家に帰ると、久々にピアノの音色が鳴り響いていた。今日はお兄ちゃんの帰りが早かったみたい。
医学部の講義は隙間のないスケジュールで、授業が終わった後も図書室で勉強しているらしい。
「ただいま、お兄ちゃん。珍しいね、こんなに早いの」
「おう、有紗か。おかえり」
お兄ちゃんはピアノを弾く手を止めてこちらを向き返事をした。二重で切れ長の目にシャープな顎のライン。ああ、実の兄ながらため息が出るほど芸術的。しかも頭が良いのだから、神様はえこひいきだ。
「今日は地域の病院見学で近くだったから、大学は寄らずに帰ってきた」
「へー、どこに行っていたの」
「満天堂病院、近場だからな」
「ほんとだね、偶然じゃない」
そこで私はふと、お兄ちゃんに尋ねてみようと思った。千里ちゃんの病気のことだから、さすがに本人には聞きづらい。
「ねえ、病気のことって、もう勉強しているの」
「ああ、授業ではまだだけど、夏休みの間にそれを完読したから、だいたいのことはな」
そう言ってお兄ちゃんは本棚を指さした。「それ」とはお父さんの分厚い医学書のことだった。しばらく本棚が空いていたと思ったら、お兄ちゃんが読んでいたのか。しかもさらりと完読したって言えるなんて、学びの次元が違う。医学部の中でもトップクラスの成績になっちゃうと思う。つくづく規格外で、私と同じ血を引いているとは思えない。ずるい、けれど大好き。

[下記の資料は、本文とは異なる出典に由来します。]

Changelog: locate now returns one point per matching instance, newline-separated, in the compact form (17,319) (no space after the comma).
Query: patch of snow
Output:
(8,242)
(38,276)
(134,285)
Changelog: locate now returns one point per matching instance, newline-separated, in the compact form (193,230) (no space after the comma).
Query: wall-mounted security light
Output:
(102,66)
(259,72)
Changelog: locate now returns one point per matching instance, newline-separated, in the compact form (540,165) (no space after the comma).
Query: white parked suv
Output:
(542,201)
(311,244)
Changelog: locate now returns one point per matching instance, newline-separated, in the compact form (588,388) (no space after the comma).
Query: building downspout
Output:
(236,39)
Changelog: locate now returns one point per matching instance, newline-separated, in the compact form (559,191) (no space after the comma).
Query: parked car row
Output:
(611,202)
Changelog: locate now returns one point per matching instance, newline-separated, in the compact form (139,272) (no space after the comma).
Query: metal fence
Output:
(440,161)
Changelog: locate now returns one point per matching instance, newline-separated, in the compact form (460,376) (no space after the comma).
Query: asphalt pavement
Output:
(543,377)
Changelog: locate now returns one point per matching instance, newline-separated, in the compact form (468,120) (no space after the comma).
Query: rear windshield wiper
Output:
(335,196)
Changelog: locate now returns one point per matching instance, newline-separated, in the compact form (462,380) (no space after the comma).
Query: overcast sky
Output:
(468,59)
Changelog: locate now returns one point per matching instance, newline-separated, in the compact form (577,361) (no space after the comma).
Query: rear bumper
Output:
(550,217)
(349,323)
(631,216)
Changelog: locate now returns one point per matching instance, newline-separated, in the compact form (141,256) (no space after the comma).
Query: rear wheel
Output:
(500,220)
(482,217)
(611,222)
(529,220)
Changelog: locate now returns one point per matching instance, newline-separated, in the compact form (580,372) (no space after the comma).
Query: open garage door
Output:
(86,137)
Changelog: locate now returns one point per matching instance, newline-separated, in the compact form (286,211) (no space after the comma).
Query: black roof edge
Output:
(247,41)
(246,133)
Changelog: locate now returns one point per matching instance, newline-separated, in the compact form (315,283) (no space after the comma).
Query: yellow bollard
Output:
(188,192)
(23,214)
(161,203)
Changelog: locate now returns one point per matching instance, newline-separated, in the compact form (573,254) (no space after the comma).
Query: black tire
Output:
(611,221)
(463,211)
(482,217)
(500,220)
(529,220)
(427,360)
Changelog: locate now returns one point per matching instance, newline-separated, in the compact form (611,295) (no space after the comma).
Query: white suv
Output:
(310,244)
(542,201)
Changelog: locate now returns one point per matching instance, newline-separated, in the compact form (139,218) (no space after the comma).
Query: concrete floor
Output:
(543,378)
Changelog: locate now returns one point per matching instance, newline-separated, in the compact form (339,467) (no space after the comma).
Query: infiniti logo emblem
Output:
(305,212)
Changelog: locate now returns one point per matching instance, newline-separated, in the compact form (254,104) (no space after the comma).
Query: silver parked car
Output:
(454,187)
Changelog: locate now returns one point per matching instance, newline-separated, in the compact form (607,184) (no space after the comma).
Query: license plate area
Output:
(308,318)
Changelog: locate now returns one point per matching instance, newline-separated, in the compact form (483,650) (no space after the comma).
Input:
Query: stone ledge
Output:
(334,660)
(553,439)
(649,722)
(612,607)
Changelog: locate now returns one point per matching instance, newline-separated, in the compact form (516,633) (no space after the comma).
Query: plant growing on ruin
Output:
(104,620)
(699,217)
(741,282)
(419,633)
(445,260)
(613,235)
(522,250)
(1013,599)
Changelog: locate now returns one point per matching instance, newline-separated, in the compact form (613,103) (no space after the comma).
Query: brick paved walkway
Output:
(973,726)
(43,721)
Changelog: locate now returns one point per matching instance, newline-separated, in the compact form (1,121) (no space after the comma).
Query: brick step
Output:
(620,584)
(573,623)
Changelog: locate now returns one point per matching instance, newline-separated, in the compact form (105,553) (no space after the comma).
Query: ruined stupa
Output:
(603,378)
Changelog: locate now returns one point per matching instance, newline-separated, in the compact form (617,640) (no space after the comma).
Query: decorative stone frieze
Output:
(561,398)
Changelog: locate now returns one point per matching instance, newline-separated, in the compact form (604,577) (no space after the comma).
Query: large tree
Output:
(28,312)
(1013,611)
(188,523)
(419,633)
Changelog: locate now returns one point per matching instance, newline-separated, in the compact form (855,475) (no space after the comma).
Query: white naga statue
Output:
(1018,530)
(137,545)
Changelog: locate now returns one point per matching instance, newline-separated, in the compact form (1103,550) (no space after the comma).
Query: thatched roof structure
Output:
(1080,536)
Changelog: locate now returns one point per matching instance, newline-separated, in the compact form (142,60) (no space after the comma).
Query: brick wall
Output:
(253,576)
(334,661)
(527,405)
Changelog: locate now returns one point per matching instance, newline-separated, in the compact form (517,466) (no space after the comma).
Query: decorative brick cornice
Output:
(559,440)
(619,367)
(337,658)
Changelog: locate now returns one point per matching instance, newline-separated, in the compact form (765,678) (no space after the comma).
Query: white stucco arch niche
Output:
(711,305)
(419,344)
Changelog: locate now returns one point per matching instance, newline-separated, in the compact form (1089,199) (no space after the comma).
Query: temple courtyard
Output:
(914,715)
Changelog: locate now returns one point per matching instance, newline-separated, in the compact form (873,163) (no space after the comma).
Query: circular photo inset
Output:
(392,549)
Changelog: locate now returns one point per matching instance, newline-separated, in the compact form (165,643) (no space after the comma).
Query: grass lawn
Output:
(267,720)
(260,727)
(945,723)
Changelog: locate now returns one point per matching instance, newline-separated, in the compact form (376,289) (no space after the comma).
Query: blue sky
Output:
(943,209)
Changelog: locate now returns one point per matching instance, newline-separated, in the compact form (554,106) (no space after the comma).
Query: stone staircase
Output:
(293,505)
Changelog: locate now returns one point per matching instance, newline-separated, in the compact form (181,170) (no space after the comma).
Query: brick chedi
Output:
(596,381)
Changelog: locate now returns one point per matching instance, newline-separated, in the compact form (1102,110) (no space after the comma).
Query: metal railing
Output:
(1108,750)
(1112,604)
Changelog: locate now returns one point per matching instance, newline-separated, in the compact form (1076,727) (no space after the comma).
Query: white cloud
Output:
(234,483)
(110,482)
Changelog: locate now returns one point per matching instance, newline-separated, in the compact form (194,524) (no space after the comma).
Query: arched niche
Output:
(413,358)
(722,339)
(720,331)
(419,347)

「じゃあ、お兄ちゃんに問題です。生まれたときは正常、でも子供のときに両眼がおかしくなって手術でとりました。なんの病気でしょう」
疑問に思っていた病気のことを、それとなくクイズっぽくしてみた。
お兄ちゃんは迷うことなく病名を口にした。
「ああ、推測すると『網膜芽細胞腫』だろうな」
一瞬で答えにたどり着いたので自信があるようだ。
「網膜芽細胞腫?」
「眼球を摘出するっていうことは、おそらく腫瘍だろうからな」
「でも、両眼がいっぺんにおかしくなるなんてこと、ほんとうにあるの?」
私が尋ね返すと、お兄ちゃんは立ち上がって医学書を本棚から取りだし、その病気のページを開いてみせる。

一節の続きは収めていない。